In one evening, I created a simple utility that extracts the Natural Language Processing chat for a year and a half – there are 65,000 messages, and converts it into question-answer pairs with semantic search available. Clicking on a search result (on the left) opens the dialogue in the chat. The messages that are responses to the question are highlighted. And at the top, the original phrasing of the question is highlighted as well.
How it works: the system assumes that people mainly reply to messages that are relatively close in the past. If several replies are made to one message, then it is likely useful and caught the interest of others in the chat. The system takes messages starting from the one many have replied to, ending with the last in the reply-to chain – and among such messages, it selects those that have at least 3 reply-tos to the original question. In essence, it cuts a piece from the chat starting with a popular question so that after the bottom cut, most likely, irrelevant content follows. Such blocks can overlap each other – for example, if someone asked a question while others were replying to something else.

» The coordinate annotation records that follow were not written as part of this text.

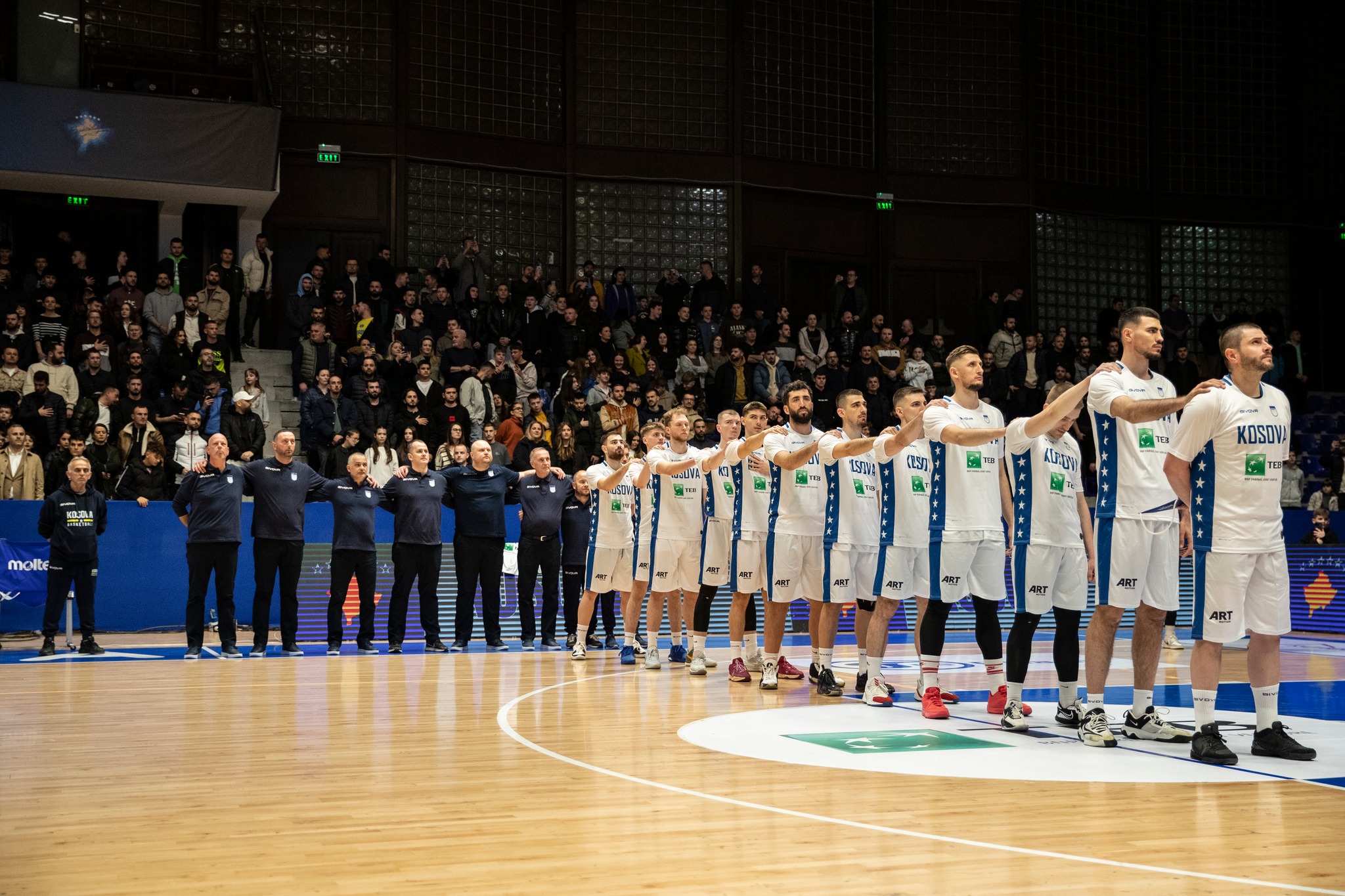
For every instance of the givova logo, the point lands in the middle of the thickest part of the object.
(29, 566)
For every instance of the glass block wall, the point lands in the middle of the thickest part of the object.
(1218, 97)
(1083, 264)
(808, 81)
(486, 66)
(146, 24)
(1216, 264)
(654, 74)
(956, 88)
(517, 218)
(328, 60)
(648, 227)
(1093, 93)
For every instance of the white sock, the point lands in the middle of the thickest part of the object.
(1204, 704)
(1268, 706)
(996, 670)
(1069, 692)
(929, 672)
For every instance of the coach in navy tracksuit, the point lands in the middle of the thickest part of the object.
(481, 490)
(72, 519)
(417, 545)
(354, 499)
(214, 532)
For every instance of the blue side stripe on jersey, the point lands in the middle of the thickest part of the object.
(1202, 498)
(1020, 575)
(1023, 498)
(1197, 622)
(1103, 553)
(937, 509)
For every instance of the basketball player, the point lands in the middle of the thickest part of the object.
(677, 484)
(794, 543)
(850, 535)
(716, 543)
(650, 438)
(609, 534)
(1053, 551)
(1225, 465)
(747, 563)
(903, 571)
(969, 494)
(1139, 530)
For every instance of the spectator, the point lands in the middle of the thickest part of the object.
(1292, 482)
(1324, 499)
(1006, 343)
(20, 476)
(244, 430)
(146, 479)
(1321, 531)
(768, 379)
(849, 296)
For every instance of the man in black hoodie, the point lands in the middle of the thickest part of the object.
(72, 521)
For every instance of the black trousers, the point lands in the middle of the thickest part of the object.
(572, 578)
(539, 554)
(205, 558)
(363, 566)
(61, 574)
(420, 565)
(478, 561)
(269, 558)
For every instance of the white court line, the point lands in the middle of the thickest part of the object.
(502, 719)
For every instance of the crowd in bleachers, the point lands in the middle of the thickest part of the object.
(382, 355)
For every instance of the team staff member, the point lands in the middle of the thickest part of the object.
(481, 490)
(354, 499)
(542, 498)
(416, 496)
(214, 531)
(72, 519)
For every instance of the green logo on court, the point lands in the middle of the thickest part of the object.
(914, 740)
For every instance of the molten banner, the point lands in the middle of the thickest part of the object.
(23, 571)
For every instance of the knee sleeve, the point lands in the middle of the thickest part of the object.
(1020, 647)
(933, 626)
(988, 628)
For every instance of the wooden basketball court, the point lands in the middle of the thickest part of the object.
(530, 773)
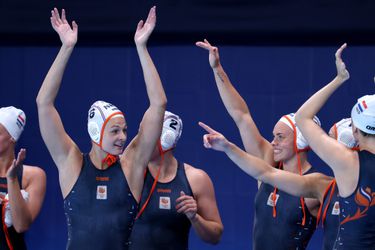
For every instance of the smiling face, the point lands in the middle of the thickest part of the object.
(5, 139)
(283, 148)
(114, 136)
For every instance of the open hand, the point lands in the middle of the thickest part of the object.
(144, 29)
(68, 35)
(213, 56)
(16, 165)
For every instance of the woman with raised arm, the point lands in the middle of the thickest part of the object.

So, if user A asked what the weather was like, and they received answers like “good,” “bad,” “rain,” and there were five messages without a reply-to, and then someone replied to “rain” with the question “why rain”, and five more people replied to this question, then the first question about the weather makes it into the system – the piece ends with 13 messages.
Afterwards, these pieces are summarized into question-answer pairs.
It turns out quite cool.
P.S. In the screenshot, the search query has nothing to do with the search result because I foolishly took the screenshot after I changed the query but before I hit send.